Zofia Zborowska i Andrzej Wrona latem 2021 roku doczekali się córki. Małżeństwo zdecydowało, że będzie chronić jej prywatność, śladem wielu innych gwiazd. Z tego względu publikują zdjęcia z Nadzieją tylko wtedy, kiedy nie jest widoczna jej twarz. Taka postawa często wiąże się z krytyką czepliwych internautów. Zofia Zborowska postanowiła zagrać im na nosie. Opublikowała zdjęcie córki stojącej przodem, jednak twarz zasłaniają włosy.
Proszę bardzo. Zdjęcie Nadzi od przodu. I dajcie nam już żyć - napisała.
Na zdjęciu widzimy, że Nadzieja ma bujną czuprynę. Pod postem pojawiło się wiele komentarzy. "Serio ludzie są tak ciekawi jak wygląda dziecko? Uszanujmy wybór rodziców, że w tych czasach nie chcą pokazać jej twarzy. Brawo za uszanowanie prywatności małej i danie jej wyboru na przyszłość" - pochwaliła parę jedna z internautek. Inni żartują: "Ale ma ładne zielone oczy", "wykapany ojciec" - piszą.
Zofia Zborowska w rozmowie z Plotkiem wyjaśniła, dlaczego razem z mężem podjęli decyzję o ochronie wizerunku córki. "Instagram jest legalny od 13. roku życia. Na pewno im później się wpuści dzieci w media społecznościowe, tym lepiej.

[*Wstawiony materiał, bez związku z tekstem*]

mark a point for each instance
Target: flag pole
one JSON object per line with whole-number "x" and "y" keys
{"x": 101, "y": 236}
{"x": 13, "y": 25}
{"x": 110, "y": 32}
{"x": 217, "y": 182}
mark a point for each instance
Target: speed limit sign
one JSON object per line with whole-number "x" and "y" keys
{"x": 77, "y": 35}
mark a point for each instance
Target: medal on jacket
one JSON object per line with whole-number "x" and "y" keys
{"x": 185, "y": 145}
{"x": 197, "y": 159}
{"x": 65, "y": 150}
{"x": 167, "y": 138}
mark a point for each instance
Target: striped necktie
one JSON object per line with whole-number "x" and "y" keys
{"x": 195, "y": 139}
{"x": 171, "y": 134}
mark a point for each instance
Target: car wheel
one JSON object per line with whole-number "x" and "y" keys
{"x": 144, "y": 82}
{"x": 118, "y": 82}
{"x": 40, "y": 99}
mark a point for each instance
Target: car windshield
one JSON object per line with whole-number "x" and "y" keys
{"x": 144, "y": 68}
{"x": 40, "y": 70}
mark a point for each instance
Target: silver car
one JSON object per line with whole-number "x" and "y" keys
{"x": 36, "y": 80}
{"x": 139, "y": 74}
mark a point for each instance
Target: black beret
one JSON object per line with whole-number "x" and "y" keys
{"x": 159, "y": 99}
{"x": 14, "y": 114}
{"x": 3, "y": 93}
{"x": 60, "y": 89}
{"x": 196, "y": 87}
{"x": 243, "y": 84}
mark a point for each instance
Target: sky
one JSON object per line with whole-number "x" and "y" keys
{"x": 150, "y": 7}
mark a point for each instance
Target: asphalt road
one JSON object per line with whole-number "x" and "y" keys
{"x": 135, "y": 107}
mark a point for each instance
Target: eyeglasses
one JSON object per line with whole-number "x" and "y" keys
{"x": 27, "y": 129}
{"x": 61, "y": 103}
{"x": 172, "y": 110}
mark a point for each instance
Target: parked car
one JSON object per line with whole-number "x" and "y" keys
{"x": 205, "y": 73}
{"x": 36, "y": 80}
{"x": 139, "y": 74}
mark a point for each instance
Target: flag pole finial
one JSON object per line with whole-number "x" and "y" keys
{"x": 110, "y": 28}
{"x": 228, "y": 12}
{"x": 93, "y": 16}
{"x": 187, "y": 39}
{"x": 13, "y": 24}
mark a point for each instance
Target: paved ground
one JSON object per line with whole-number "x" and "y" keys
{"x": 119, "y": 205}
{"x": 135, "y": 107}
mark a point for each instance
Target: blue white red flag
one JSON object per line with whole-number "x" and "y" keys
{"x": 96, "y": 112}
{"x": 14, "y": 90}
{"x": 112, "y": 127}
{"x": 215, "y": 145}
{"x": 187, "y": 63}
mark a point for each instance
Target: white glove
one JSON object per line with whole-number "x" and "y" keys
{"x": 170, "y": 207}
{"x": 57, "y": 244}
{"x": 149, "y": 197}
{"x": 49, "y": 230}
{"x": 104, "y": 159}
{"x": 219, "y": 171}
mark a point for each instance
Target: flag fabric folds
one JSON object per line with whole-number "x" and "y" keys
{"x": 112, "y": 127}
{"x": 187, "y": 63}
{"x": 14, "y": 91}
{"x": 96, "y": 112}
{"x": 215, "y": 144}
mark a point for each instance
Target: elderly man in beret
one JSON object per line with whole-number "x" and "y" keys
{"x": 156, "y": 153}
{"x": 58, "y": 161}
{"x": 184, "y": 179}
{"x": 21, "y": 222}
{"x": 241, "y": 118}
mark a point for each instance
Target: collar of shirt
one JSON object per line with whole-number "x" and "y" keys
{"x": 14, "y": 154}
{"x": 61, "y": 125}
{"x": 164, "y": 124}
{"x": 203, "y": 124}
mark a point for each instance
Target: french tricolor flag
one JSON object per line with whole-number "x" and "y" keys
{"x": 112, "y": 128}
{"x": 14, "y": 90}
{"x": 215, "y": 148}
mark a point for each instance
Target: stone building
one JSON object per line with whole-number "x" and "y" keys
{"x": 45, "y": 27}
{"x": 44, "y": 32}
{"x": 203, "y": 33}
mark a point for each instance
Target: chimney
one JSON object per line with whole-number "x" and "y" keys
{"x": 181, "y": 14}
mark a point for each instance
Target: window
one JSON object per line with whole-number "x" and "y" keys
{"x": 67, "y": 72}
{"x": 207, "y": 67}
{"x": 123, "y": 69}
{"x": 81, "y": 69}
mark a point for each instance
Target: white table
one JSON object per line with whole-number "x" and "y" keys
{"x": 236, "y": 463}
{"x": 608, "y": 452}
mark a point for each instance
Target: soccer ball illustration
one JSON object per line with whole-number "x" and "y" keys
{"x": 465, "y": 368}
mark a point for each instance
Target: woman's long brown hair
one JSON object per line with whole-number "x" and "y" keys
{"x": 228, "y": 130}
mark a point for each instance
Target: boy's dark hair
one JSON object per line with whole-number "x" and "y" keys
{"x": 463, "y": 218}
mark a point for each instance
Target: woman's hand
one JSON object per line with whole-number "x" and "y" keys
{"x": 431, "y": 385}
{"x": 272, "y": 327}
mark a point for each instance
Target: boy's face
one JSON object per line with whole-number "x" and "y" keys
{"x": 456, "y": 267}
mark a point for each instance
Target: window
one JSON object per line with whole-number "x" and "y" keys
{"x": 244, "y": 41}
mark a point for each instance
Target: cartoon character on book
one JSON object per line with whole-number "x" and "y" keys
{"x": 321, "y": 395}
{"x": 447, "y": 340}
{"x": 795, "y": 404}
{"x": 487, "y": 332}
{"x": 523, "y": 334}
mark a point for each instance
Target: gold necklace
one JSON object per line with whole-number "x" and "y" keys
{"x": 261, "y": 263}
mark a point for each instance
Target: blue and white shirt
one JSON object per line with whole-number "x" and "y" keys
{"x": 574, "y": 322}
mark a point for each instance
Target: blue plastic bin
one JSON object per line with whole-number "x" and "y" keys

Ludzie, którzy założyli Facebooka, Instagrama nie pozwalają mieć dzieciom mediów społecznościowych, myślę, że nie bez przyczyny. Nie chciałabym, żeby ona weszła w ten świat za prędko, myślę, że nie dam rady ją przed tym uchronić. Mamy XXI wiek i tak to wygląda. Natomiast my chronimy jej wizerunek między innymi dlatego, że to są bardzo nowe media i nie mam pojęcia, jaki to będzie miało wpływ na dzieci, które są wychowywane na setkach tysięcy widzów, codziennie" - tłumaczy. Obawia się także, że do takich treści mogą mieć dostęp nieodpowiednie osoby. "Nie wiem, kto to ogląda, kto to zapisuje i chciałabym, żeby jak Nadzia pójdzie sobie na plac zabaw, to żeby nikt nie wiedział, że to jest ona i mogła się spokojnie bawić. Widzę, jakie jest poruszenie, jak na zajęcia grupowe przychodzi córka znajomej, która jest pokazywana w sieci" - mówi.